Karl-Heinz F.… hat am 23. März 1999 Klage gegen den Bescheid erhoben. Er ist am 3. September 1999 verstorben und von der Klägerin allein beerbt worden.
Zur Begründung der Klage hat die Klägerin vorgetragen, dass die Voraussetzungen des § 48 ThürVwVfG für die Rücknahme nicht vorlägen. Der Bescheid leide insbesondere an einem Ermessensausfall. Zu Nr. 6 des Bescheides hat sie eingewandt, es gebe keine Anhaltspunkte für eine Löschung der staatlichen Beteiligung oder für einen dahingehenden Antrag der Gesellschafter. Die Regelung in Nr. 8 habe nicht ergehen dürfen, da eine Anrechnung des Ablösebetrages erst im Entschädigungsverfahren berücksichtigt werden dürfe.
Die Klägerin hat beantragt, den Bescheid des Beklagten vom 23. Februar 1999 hinsichtlich seiner Ziffer 1, Ziffer 6 und Ziffer 8 aufzuheben.
Der Beklagte hat beantragt, die Klage abzuweisen.
Die Beigeladene ist der Klage entgegengetreten und hat ebenfalls beantragt, die Klage abzuweisen.

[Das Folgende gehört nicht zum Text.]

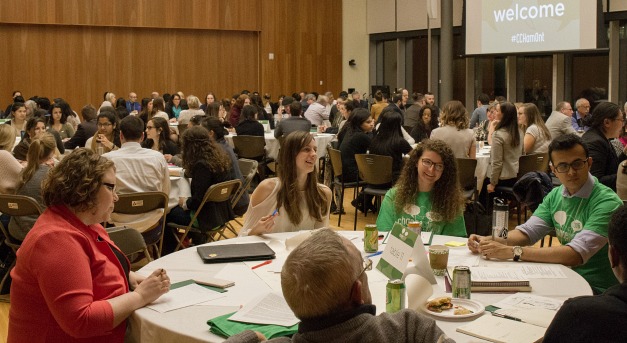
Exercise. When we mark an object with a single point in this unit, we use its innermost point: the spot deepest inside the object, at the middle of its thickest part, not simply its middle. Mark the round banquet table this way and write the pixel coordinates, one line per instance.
(189, 324)
(272, 144)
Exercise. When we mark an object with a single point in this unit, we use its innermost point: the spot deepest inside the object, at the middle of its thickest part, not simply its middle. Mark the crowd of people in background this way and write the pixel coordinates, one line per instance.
(586, 148)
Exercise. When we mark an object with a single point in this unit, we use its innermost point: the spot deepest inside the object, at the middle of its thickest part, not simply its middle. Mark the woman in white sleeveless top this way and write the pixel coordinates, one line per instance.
(294, 201)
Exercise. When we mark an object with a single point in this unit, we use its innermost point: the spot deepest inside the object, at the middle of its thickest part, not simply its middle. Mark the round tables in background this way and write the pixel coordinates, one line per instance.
(272, 144)
(189, 324)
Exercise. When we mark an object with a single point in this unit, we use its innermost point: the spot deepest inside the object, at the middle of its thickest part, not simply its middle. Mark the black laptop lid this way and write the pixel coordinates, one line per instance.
(235, 252)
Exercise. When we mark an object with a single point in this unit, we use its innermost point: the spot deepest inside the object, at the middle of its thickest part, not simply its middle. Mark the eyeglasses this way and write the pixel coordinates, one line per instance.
(109, 186)
(565, 167)
(428, 164)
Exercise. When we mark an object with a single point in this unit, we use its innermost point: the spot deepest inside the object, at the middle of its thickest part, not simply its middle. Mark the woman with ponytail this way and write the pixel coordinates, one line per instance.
(40, 159)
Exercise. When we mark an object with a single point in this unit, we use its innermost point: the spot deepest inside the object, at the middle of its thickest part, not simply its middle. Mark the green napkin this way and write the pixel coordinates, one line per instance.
(226, 328)
(189, 282)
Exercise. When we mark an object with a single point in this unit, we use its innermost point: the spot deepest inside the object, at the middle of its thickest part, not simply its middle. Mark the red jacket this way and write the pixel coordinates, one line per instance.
(65, 271)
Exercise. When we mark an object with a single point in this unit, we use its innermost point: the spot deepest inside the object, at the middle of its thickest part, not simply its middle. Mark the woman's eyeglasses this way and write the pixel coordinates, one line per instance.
(109, 186)
(565, 167)
(428, 164)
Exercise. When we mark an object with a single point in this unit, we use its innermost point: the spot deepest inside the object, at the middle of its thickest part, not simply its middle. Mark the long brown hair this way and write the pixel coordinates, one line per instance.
(532, 114)
(288, 195)
(509, 122)
(199, 147)
(39, 149)
(454, 113)
(446, 198)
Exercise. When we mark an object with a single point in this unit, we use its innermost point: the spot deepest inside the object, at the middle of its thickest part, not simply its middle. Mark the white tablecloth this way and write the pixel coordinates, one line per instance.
(190, 324)
(272, 144)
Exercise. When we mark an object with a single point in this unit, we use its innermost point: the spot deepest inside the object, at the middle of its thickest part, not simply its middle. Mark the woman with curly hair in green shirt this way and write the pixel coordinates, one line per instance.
(427, 191)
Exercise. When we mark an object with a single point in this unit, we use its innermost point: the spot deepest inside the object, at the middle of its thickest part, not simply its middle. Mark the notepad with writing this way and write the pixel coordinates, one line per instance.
(495, 329)
(487, 279)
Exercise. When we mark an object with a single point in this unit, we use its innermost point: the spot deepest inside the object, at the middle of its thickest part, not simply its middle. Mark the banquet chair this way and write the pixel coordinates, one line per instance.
(249, 170)
(468, 181)
(15, 206)
(338, 179)
(182, 128)
(219, 192)
(252, 147)
(526, 164)
(141, 203)
(374, 170)
(129, 241)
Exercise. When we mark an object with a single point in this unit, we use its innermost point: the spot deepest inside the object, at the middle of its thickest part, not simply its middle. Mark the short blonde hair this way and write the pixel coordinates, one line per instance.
(318, 276)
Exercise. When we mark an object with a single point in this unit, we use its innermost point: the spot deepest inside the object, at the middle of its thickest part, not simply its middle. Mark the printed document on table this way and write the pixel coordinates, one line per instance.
(247, 285)
(182, 297)
(463, 257)
(543, 271)
(269, 309)
(527, 300)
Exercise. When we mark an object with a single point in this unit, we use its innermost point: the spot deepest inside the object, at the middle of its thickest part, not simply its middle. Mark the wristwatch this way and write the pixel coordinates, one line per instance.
(517, 253)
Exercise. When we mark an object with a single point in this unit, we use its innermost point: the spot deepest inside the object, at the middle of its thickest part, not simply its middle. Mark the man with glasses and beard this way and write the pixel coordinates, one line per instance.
(579, 211)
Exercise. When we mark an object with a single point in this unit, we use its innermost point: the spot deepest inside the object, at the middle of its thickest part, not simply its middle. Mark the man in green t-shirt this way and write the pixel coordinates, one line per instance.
(578, 211)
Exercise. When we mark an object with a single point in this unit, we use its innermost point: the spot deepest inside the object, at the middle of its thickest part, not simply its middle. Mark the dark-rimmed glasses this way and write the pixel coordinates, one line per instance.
(427, 163)
(576, 165)
(109, 186)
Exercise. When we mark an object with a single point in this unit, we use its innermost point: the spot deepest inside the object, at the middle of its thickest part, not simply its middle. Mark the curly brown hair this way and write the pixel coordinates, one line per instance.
(446, 198)
(454, 113)
(75, 181)
(288, 195)
(197, 146)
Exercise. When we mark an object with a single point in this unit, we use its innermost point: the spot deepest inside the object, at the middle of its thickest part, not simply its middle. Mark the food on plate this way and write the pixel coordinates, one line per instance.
(461, 310)
(439, 304)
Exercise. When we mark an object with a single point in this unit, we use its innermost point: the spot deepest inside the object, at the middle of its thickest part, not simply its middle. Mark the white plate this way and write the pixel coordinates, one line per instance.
(476, 307)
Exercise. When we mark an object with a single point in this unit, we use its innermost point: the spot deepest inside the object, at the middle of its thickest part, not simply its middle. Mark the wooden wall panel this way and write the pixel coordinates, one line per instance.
(188, 14)
(78, 49)
(306, 41)
(81, 63)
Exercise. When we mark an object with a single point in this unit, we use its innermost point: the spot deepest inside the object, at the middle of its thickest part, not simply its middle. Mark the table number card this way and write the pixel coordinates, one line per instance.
(403, 245)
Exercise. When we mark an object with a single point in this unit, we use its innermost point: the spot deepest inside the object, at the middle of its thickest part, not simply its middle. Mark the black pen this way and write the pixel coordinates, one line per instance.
(506, 316)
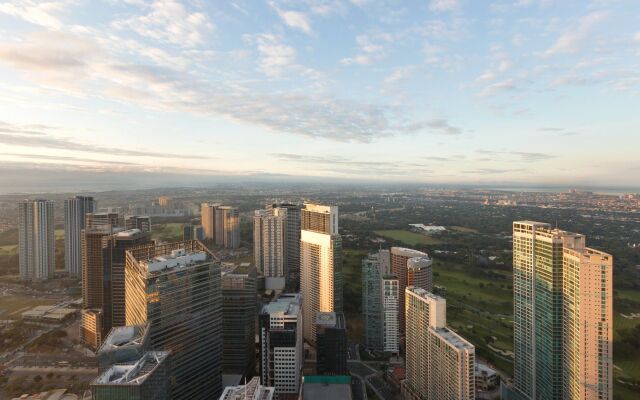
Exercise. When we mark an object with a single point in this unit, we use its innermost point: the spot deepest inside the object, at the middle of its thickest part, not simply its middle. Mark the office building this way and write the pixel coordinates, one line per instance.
(175, 288)
(75, 211)
(97, 220)
(281, 345)
(114, 249)
(416, 273)
(390, 313)
(165, 201)
(562, 315)
(208, 221)
(123, 345)
(331, 344)
(440, 364)
(239, 313)
(372, 302)
(291, 242)
(227, 221)
(321, 387)
(36, 240)
(251, 390)
(320, 264)
(269, 246)
(140, 222)
(145, 379)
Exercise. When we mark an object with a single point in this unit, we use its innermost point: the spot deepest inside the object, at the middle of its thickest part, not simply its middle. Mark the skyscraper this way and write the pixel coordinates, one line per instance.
(36, 240)
(175, 288)
(415, 273)
(320, 264)
(291, 242)
(113, 282)
(75, 211)
(269, 246)
(140, 222)
(282, 346)
(208, 221)
(562, 315)
(440, 365)
(239, 313)
(372, 302)
(390, 313)
(227, 222)
(331, 344)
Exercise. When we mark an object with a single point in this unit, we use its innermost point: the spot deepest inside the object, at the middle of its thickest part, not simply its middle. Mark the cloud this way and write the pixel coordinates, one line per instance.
(296, 19)
(576, 37)
(43, 13)
(371, 49)
(444, 5)
(169, 21)
(522, 155)
(43, 140)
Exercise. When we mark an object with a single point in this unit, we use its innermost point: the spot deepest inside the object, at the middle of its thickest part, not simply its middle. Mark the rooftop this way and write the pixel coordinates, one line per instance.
(132, 374)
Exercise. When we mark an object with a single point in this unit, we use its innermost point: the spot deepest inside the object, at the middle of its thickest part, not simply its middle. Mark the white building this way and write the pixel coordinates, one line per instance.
(269, 246)
(320, 264)
(281, 344)
(75, 210)
(390, 303)
(36, 240)
(440, 364)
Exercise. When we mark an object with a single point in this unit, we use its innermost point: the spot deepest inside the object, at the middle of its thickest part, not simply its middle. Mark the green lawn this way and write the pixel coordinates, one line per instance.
(167, 232)
(408, 238)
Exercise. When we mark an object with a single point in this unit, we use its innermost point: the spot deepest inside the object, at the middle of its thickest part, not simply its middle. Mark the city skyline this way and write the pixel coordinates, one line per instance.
(485, 92)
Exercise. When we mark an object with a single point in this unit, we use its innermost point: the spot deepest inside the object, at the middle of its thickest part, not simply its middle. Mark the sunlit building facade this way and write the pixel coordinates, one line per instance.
(320, 264)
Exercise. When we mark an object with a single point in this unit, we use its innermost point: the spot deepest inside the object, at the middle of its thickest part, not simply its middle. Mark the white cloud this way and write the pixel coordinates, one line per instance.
(43, 13)
(444, 5)
(169, 21)
(576, 37)
(296, 19)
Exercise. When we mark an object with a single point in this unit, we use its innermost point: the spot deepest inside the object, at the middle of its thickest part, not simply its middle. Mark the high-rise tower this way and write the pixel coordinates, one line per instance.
(562, 315)
(440, 363)
(75, 211)
(36, 240)
(175, 288)
(320, 264)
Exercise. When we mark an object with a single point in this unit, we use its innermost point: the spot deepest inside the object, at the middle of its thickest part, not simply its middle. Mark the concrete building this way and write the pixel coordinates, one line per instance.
(252, 390)
(291, 242)
(227, 222)
(36, 240)
(75, 211)
(417, 273)
(326, 387)
(320, 264)
(175, 288)
(208, 221)
(562, 315)
(145, 379)
(97, 220)
(239, 312)
(331, 344)
(390, 313)
(440, 364)
(372, 315)
(113, 281)
(143, 223)
(281, 345)
(269, 246)
(588, 324)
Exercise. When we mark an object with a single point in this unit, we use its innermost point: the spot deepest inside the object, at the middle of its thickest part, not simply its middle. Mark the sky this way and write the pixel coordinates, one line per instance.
(520, 92)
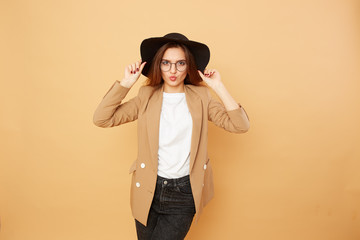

Mit aufgrund der mündlichen Verhandlung vom 16. Juli 2003 ergangenem Urteil hat das Verwaltungsgericht die Ziffern 1 und 8 des angefochtenen Bescheides aufgehoben und die Ziffer 6 insoweit, als festgestellt wird, dass von Karl-Heinz F.… für die Löschung des staatlichen Anteils an der G.… Konservenfabrik Ernst F.… /Edmund M.… KG eine Summe von 118 100 M/DDR = 59 050 DM zu zahlen sei. Nr. 1 des Bescheides sei rechtswidrig, weil der Bescheid an einem vollständigen Ermessensausfall leide. Nr. 6 des Bescheides sei, soweit sie die Klägerin betreffe, rechtswidrig, weil die ihm zugrunde liegende Vorschrift des § 6 Abs. 5c Satz 3 VermG nicht anwendbar sei. Er setze voraus, dass ein Unternehmen als lebendes Gebilde zurückübertragen werde. Entgegen der Rechtsprechung des Bundesverwaltungsgerichts finde § 6 Abs. 5c VermG auf die hier vorliegende Unternehmenstrümmerrestitution gemäß § 6 Abs. 6a VermG keine Anwendung. Nr. 8 des angefochtenen Bescheides sei rechtswidrig, weil schon fraglich sei, ob die erst im März 1991 bzw. September 1994 in das Vermögensgesetz eingefügten Regelungen des § 6 Abs. 6a Satz 1 und des 2. Halbsatzes überhaupt auf das vor In-Kraft-Treten dieser Regelungen begonnene Verfahren anzuwenden sei. Jedenfalls lägen aber die Voraussetzungen des § 6 Abs. 6a Satz 1 VermG nicht vor, weil die an Karl-Heinz F.… zurückübertragenen Grundstücke zum Zeitpunkt der Schädigung nicht in seinem Eigentum gestanden hätten.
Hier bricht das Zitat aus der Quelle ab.